Reference is made to the case of Judd v. Delta Grocery Cotton Co., 133 Miss. 866, 98 So. 243, but in that case, which was tried out on its merits, an agency was established that Judd, the landlord, had permitted his son to handle the cotton and sell the same, and pay the rent, over a number of years, and this court held that this course of dealing constituted the tenant as agent of the landlord in the sale of the cotton, and therefore the landlord was estopped.
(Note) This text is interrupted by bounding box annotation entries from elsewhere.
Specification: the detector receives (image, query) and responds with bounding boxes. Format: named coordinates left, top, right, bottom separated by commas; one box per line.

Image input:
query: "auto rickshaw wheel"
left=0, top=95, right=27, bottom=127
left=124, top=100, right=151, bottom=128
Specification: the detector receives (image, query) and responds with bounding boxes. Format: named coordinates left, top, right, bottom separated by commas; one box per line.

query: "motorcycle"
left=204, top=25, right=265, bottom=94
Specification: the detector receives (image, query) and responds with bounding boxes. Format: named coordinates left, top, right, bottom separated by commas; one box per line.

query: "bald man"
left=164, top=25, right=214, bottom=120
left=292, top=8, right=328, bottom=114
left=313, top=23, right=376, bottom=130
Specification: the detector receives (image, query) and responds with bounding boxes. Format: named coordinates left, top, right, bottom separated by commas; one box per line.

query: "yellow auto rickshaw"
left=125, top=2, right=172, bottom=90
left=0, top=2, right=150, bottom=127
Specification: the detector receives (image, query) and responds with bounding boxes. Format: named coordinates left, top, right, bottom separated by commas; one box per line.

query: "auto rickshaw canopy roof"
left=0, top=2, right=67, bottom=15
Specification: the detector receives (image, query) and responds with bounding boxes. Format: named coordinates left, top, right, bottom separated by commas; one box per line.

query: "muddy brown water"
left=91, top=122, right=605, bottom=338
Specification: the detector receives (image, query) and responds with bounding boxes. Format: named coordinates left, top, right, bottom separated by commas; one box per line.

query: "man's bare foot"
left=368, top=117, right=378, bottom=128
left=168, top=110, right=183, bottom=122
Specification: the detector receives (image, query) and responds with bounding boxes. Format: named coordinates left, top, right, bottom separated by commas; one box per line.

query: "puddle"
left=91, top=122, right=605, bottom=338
In the instant case, no course of dealing is alleged except that which we have quoted as to the year 1922, and, no allegation of agency being set out in the bill, we cannot assume that such an agency existed upon the allegation which we have quotedverbatim in this opinion, and we do not think the case ofJudd v. Delta Grocery Cotton Co., supra, has any application to the state of facts set out in the bill. We think the demurrer should not have been sustained, and the cause is reversed and remanded, with leave to the defendants to file their answers within thirty days.

Reversed and remanded, with leave to defendants to file answers within thirty days.